Gold für Beachvolleyballer Reckermann und Brink:"Volleyball-Gott auf unserer Seite“

Doch Reckermann und Brink wirkten bereits in den Runden zuvor fokussiert und konzentriert. Nach dem Halbfinale erklärten die unterlegenen Niederländer verzweifelt, diese Deutschen hätten einfach keine Fehler gemacht. Und sie zeigten auch keine Emotionen, keinem Gegner wollten sie Anhaltspunkte geben über ihren Gemütszustand. An dieser Wand des Willens zerbrachen die Gegner gerade in engen Situationen. So entschieden die Deutschen auch den ersten Satz im Finale.

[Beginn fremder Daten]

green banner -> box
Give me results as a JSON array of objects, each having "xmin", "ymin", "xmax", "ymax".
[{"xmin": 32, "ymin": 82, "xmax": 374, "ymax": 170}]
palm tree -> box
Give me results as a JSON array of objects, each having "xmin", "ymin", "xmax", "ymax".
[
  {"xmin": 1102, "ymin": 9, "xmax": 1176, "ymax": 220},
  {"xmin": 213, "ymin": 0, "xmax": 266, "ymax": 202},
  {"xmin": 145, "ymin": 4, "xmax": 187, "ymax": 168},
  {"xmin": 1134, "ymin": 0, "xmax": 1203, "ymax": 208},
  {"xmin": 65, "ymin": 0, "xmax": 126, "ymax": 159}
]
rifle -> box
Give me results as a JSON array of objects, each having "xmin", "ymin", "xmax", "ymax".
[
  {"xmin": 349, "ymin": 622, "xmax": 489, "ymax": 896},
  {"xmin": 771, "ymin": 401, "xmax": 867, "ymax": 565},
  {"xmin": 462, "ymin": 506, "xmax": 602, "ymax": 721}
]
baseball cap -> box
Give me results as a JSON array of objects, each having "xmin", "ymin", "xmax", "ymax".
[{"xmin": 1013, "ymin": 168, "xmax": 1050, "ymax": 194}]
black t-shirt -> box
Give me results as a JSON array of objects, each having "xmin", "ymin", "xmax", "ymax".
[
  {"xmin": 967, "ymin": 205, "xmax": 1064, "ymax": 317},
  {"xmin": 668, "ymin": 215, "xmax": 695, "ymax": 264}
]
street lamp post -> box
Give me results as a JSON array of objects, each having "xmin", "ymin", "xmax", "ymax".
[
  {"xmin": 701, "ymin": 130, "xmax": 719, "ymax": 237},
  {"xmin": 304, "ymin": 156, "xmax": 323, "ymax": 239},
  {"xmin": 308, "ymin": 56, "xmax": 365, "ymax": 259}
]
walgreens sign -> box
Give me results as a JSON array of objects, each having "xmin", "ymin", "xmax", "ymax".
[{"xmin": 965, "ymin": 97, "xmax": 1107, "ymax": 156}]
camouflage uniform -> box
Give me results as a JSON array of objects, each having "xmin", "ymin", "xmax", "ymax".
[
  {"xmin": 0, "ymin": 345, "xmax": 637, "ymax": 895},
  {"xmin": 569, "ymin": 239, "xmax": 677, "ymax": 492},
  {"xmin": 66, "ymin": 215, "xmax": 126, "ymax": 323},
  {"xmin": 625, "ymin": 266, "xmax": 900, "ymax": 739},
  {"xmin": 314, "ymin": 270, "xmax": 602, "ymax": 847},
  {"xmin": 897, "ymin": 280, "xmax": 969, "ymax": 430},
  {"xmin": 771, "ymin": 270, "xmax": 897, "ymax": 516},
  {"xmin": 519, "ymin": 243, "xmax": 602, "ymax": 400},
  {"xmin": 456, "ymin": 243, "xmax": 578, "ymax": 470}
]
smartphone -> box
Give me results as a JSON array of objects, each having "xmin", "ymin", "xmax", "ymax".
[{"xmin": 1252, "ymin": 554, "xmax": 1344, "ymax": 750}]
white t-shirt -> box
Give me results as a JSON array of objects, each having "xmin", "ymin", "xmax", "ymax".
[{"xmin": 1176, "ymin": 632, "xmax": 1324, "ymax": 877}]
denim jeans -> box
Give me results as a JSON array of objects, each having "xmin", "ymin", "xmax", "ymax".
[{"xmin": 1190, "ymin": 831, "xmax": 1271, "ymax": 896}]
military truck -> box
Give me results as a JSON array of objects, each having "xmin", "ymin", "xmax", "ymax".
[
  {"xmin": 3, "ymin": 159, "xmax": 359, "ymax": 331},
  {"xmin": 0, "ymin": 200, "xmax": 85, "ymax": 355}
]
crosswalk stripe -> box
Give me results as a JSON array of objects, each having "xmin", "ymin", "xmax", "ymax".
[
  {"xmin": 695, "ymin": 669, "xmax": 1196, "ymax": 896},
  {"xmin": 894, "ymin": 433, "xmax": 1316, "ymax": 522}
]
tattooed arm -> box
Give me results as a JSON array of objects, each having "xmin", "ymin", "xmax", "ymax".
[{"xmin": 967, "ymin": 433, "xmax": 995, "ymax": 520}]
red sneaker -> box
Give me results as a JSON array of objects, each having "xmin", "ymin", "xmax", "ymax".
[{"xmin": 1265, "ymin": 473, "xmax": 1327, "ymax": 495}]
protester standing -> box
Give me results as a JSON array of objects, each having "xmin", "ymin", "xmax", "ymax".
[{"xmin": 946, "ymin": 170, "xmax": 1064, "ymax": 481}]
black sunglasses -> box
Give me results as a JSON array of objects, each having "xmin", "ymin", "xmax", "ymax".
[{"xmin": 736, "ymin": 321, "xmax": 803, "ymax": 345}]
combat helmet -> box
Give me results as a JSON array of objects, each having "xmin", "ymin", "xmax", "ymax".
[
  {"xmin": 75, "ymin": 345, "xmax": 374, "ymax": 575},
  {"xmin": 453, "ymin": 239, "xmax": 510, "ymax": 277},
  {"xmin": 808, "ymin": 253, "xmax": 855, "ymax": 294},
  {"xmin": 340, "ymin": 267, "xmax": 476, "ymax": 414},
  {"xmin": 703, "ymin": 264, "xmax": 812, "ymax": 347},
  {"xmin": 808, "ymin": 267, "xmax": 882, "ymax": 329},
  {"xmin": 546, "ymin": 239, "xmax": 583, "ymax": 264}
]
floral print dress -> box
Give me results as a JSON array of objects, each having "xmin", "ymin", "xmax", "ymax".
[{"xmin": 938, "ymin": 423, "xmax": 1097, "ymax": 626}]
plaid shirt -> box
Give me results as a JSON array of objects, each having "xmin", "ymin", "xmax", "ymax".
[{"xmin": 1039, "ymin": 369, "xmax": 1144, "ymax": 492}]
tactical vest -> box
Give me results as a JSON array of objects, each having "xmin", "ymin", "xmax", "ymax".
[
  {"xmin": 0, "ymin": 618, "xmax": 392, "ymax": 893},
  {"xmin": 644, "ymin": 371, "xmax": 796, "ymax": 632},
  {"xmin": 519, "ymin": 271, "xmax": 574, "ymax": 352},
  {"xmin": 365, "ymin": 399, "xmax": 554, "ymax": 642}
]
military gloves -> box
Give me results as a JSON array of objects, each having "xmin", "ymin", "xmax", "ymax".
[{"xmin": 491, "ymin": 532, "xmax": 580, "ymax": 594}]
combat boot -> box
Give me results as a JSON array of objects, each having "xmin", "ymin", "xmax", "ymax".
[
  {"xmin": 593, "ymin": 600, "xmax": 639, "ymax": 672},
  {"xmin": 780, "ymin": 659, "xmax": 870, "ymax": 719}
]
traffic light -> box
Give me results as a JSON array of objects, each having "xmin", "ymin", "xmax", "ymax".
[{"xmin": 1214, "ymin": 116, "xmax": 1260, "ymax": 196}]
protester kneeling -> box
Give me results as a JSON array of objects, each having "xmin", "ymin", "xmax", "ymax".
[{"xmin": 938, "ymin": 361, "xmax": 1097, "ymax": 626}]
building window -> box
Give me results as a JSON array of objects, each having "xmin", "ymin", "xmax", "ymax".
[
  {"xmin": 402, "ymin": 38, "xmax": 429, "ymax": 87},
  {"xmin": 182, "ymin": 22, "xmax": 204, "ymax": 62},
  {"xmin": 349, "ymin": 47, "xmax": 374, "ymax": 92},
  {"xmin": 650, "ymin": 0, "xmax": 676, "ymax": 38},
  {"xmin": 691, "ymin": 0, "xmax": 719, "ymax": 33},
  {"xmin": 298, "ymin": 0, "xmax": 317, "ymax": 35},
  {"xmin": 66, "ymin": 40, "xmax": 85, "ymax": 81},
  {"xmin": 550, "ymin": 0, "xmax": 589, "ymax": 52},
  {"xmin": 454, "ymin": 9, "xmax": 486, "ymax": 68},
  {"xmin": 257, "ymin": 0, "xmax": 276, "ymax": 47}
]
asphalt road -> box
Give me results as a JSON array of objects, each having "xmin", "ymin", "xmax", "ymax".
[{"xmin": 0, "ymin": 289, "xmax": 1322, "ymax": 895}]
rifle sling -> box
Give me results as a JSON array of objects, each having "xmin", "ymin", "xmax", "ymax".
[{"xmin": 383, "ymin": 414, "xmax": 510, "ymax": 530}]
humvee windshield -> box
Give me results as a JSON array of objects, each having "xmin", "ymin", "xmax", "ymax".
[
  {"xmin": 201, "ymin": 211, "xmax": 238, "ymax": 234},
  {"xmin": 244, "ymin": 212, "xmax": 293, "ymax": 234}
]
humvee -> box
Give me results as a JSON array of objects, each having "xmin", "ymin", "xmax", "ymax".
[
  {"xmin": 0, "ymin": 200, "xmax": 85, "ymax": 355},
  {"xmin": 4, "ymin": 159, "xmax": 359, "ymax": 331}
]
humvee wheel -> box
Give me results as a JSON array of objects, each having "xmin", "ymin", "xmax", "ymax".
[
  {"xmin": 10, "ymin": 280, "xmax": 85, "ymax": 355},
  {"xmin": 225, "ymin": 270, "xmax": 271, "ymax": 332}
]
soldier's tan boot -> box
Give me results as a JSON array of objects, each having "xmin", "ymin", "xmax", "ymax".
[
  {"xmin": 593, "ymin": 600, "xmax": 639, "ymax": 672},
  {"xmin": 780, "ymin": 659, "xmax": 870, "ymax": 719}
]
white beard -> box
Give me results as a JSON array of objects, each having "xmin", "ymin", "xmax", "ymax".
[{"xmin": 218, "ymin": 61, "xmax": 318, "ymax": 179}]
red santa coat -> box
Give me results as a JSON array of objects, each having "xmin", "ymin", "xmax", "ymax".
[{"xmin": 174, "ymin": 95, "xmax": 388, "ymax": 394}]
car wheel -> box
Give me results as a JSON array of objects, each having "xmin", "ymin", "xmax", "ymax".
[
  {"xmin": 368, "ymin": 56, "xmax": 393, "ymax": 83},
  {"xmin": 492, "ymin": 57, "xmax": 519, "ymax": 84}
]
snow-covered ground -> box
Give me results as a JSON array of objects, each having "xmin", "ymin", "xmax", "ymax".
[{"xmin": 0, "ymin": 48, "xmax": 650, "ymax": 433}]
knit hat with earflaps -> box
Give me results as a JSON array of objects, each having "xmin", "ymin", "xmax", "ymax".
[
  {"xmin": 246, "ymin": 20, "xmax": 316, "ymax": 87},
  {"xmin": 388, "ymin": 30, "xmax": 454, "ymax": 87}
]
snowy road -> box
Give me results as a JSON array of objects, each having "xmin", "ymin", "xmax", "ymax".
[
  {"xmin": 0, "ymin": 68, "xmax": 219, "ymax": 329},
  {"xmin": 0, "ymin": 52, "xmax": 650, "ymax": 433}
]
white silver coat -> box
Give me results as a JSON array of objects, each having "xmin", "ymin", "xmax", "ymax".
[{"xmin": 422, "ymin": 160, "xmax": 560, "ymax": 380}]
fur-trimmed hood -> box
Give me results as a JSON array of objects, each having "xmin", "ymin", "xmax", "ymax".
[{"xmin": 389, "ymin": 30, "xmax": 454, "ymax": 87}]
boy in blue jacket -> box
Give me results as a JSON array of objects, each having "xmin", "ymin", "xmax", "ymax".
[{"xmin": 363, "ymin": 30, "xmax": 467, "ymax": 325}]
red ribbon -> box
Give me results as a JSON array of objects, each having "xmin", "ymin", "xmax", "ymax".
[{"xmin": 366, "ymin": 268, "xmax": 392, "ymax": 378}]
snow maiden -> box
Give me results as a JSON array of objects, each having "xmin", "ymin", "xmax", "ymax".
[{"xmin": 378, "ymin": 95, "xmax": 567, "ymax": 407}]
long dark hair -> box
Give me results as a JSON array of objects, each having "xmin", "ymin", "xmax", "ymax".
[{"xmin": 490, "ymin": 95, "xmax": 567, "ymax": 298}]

Olympics Day 13 - Beach Volleyball

Der Moment ihrer Träume: Jonas Reckermann und Julius Brink gewinnen Gold in London.

(Foto: Getty Images)

Zwei Satzbälle hatten Alison Cerutti und Emanuel Rego, sie verballerten diese keineswegs, ihre Gegner leisteten sich in dieser wichtigen Phase vielmehr einfach keine Schwächen. Die Deutschen wehrten die Satzbälle ab und holten sich den Durchgang mit 23:21. Das war umso wichtiger, weil die Brasilianer im zweiten Satz extrem stark spielten. Alison ist der vermutlich brachialste Angreifer auf der Beach-Tour, Emanuel technisch und strategisch eine Ikone seines Sports. 21:16 ging der zweite Satz an die beiden, es ging in den dritten Durchgang.

Schon jetzt war klar, dass sich um diese Partie Legenden bilden würden. Spektakuläre Ballwechsel ließen die 15.000 im Stadion immer wieder aufspringen. Die Aufschläge flatterten und rasten übers Feld, am Netz boten sich die großen Alison und Reckermann ein angsteinflößendes Kraftduell, die beiden kleineren Emanuel und Brink gruben in der Feldabwehr die Angriffsbälle aus dem Sand. Dazu faszinierten die Spieler mit Techniken und taktischen Spielzügen auf allerhöchstem Niveau.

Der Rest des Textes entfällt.